2nd President of California Lutheran College
- In office 1963–1971
- Preceded by: Orville Dahl
- Succeeded by: Mark A. Mathews

Personal details
- Born: Raymond M. Olson June 15, 1910 Eagle Grove, Iowa, U.S.
- Died: October 24, 2006 (aged 96)
- Education: Waldorf College Augustana College Luther Theological Seminary (MDiv)

= Raymond Olson =

Raymond M. Olson (June 15, 1910 – October 24, 2006) was the second President of California Lutheran College in Thousand Oaks, California, from 1963 to 1971. During Olson's tenure as president, the size of the college tripled.

A former general secretary for stewardship with the American Lutheran Church from 1952 to 1963, Olson had also served as a pastor for several congregations from 1939 to 1952. He also taught religion and speech at Waldorf College in Iowa from 1936 to 1938. He earned a liberal arts degree from Waldorf College in 1932, a bachelor's degree in history from Augustana College in 1934, and a master of divinity degree at Luther Theological Seminary in 1943. He was named president emeritus in 1983. Olson was also active in the community as founding chairman emeritus of the Alliance for the Arts.
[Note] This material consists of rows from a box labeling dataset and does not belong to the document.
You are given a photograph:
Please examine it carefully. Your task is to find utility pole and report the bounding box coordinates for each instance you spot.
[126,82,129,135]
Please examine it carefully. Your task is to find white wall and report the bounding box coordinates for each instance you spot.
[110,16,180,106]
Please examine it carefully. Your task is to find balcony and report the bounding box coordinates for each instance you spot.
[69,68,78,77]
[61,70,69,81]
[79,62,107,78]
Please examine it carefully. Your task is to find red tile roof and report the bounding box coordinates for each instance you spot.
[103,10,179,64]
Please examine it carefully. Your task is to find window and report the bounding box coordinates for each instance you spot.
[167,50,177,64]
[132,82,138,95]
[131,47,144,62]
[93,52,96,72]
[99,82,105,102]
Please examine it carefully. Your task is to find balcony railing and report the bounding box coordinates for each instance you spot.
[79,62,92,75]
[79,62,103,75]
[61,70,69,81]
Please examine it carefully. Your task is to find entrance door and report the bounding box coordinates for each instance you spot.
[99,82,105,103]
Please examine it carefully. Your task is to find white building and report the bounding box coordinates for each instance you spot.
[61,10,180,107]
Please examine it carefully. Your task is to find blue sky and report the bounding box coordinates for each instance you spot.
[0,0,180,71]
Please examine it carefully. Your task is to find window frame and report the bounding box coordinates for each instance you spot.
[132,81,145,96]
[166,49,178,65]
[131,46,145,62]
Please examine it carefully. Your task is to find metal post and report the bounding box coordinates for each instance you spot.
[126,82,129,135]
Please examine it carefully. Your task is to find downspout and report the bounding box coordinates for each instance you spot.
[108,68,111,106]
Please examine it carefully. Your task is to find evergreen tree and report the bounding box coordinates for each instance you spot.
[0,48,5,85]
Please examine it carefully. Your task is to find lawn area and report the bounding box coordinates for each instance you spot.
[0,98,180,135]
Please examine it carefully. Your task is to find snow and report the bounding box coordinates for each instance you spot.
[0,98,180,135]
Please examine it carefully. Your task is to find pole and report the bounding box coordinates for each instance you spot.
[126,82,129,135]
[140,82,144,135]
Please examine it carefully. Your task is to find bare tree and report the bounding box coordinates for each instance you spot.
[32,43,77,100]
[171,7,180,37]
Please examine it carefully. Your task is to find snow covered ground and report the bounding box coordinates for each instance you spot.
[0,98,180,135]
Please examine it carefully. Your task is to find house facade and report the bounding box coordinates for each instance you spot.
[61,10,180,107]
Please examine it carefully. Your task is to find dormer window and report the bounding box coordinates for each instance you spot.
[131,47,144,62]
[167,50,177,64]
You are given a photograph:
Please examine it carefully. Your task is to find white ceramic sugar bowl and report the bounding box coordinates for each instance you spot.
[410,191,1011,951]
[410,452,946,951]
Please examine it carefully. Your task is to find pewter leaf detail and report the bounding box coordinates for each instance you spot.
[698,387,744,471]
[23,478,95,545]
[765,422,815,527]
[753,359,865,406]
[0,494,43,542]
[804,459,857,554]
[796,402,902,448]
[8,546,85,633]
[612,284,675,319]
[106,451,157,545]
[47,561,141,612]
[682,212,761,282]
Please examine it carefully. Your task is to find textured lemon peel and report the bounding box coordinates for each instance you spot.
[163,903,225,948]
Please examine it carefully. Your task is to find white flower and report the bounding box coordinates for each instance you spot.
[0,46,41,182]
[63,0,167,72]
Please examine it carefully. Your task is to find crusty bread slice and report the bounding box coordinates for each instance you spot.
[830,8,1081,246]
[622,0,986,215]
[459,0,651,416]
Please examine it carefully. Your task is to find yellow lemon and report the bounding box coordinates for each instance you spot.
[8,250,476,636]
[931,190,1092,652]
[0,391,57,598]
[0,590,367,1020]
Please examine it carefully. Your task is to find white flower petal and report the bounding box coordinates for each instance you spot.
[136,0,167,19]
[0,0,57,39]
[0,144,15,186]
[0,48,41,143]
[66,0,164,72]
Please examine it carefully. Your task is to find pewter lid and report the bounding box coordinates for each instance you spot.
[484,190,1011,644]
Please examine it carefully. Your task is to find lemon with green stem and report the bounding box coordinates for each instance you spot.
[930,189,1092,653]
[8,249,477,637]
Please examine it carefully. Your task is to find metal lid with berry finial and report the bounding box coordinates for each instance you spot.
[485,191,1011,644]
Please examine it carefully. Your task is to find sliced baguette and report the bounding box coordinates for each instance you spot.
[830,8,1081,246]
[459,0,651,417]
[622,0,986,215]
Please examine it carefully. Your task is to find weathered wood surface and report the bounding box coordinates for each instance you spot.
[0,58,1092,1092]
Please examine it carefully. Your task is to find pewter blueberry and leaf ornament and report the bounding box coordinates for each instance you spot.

He was also a founder of the Conejo Future Foundation. The son of Norwegian farmers, Olson was born in Eagle Grove, Iowa in 1910 and was ordained into the Lutheran ministry in 1939.

==Cal Lutheran President==
The 1964 accreditation report of the Western Association of Schools and Colleges summed up CLC's first years noting that there was a period of concern and divisiveness at the college. The report stated that President Olson, who came in the summer of 1963, faced the situation objectively and gained the confidence of the majority of faculty and administrators. Olson chose for his assistant to the president and acting dean a veteran public school administrator, Leif Harbo. To meet the needs of a growing student body, Dr. Olson hired John J. Nordberg, a former government official and Lutheran layman, to head his Development Office, and Dr. Bernard Hillila, former president of Suomi College, as dean of CLC. Reverend Lyle Gangsei was appointed dean of students and chaplain. The number of students increased from 509 in the fall of 1962 to 736 in the fall of 1964.

Raymond Olson submitted his resignation in May 1971. In recognition of his service to CLC, he was awarded an honorary Doctor of Laws degree at commencement with Dr. Carl Tambert, chairman of the board of regents, making the presentation. To further honor Olson, a Sine Qua Non dinner attended by over 300 people representing CLC and the community was held, sponsored by the Business and Industry Steering Committee of the college with Joseph Leggett, executive vice president of the Janss Corporation, as chairman. The symbol of development during Olson's tenure was the foundation of the Community Leaders Club in 1963. Originated by staff members, the club became reality when Honorary Thousand Oaks Mayor David Betts supported the concept, believing it would benefit the city as well as the college. 150 people attended the first dinner meeting in the fall of 1963.